Il y a donc une différence psychologique entre l’ouvrier d’usine et le paysan, et qui tient à une autre, celle-ci fondamentale, dans le travail lui-même, et d’une certaine portée philosophique.

L’usine travaille sur la matière. A sa porte un fragment de matière se présente, qui tout à l’heure sortira, définitivement ouvré, prêt à l’usage. A la métairie on ne travaille pas sur la matière. Le grain de blé que nous confions au sol n’est pas un fragment de matière, mais un échantillon de vie ; également, la tige presque desséchée que l’on plante pour en faire sortir une vigne ; également, le couple de jeunes bêtes qu’on lâche dans les prairies pour que les souffles du printemps les invitent à l’amour. Le paysan prend une tranche de vie, l’entoure de conditions qu’il choisit afin qu’elle évolue dans le sens qu’il veut, à son profit. En écrasant les raisins dans la cuve, le vigneron force les microbes, qui tout à l’heure sur la peau dorée des grappes puisaient dans l’air l’oxygène dont ils sont avides, à chercher cet oxygène dans le sucre du moût : ils l’y trouvent, et le sucre décomposé donne de l’acide carbonique, qui s’échappe, et de l’alcool, qui transforme le moût en vin. Le vigneron n’attendait que ce dernier.
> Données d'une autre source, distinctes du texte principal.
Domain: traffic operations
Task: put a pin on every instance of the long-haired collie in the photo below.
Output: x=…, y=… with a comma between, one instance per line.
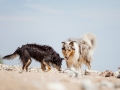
x=44, y=54
x=78, y=51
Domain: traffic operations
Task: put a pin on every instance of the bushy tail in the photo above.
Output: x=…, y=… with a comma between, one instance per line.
x=90, y=40
x=12, y=56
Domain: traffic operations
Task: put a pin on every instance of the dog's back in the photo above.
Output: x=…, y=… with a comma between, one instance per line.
x=86, y=46
x=39, y=52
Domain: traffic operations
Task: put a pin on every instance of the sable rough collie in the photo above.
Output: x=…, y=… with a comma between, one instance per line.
x=44, y=54
x=78, y=51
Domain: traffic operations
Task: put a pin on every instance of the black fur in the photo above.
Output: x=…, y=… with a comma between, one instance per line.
x=39, y=52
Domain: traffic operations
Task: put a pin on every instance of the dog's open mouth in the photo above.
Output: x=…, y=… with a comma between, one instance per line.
x=66, y=58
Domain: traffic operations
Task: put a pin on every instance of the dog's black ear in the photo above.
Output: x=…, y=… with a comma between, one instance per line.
x=62, y=58
x=71, y=43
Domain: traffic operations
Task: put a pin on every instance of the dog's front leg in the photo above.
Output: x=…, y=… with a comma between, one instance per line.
x=47, y=65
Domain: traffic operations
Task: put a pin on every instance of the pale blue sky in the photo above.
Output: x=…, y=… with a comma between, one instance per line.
x=52, y=21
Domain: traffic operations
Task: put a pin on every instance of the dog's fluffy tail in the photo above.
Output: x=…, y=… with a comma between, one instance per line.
x=90, y=39
x=12, y=56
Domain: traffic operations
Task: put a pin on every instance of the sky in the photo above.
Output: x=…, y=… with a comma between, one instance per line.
x=49, y=22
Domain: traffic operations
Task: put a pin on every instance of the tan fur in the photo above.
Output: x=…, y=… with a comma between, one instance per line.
x=86, y=46
x=47, y=65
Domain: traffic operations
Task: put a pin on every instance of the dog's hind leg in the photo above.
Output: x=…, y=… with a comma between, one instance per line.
x=46, y=64
x=43, y=66
x=88, y=64
x=27, y=64
x=69, y=64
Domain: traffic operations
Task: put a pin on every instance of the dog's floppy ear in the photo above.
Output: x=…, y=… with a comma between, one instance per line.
x=71, y=43
x=62, y=58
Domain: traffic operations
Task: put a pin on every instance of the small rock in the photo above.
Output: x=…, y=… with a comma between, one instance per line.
x=55, y=86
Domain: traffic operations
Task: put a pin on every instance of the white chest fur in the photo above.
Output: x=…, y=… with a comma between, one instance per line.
x=73, y=59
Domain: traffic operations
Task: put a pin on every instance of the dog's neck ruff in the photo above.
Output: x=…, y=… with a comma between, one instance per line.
x=76, y=54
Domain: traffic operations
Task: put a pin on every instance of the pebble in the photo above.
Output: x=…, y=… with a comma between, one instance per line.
x=55, y=86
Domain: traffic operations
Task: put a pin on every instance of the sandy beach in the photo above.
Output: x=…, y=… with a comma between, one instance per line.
x=36, y=79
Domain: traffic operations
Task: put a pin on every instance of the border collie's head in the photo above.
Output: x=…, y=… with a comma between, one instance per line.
x=57, y=62
x=68, y=49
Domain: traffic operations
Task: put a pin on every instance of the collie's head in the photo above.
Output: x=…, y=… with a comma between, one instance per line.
x=68, y=49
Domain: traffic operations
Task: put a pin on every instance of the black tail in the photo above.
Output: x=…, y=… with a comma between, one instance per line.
x=12, y=56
Voilà plusieurs années que, plantant sa vigne, il a ouvert une expérience de vie, qu’il suit et surveille avec des soins de tous les jours : l’automne venu, il provoque l’incident de la cuvaison, incident vital s’il en fut, tumultueux et bouillonnant qui tombe vite, faute d’aliments et se résout en déchets, dont l’un, recueilli précieusement au robinet, était l’unique ambition du descendant de Noé, l’unique raison de son effort.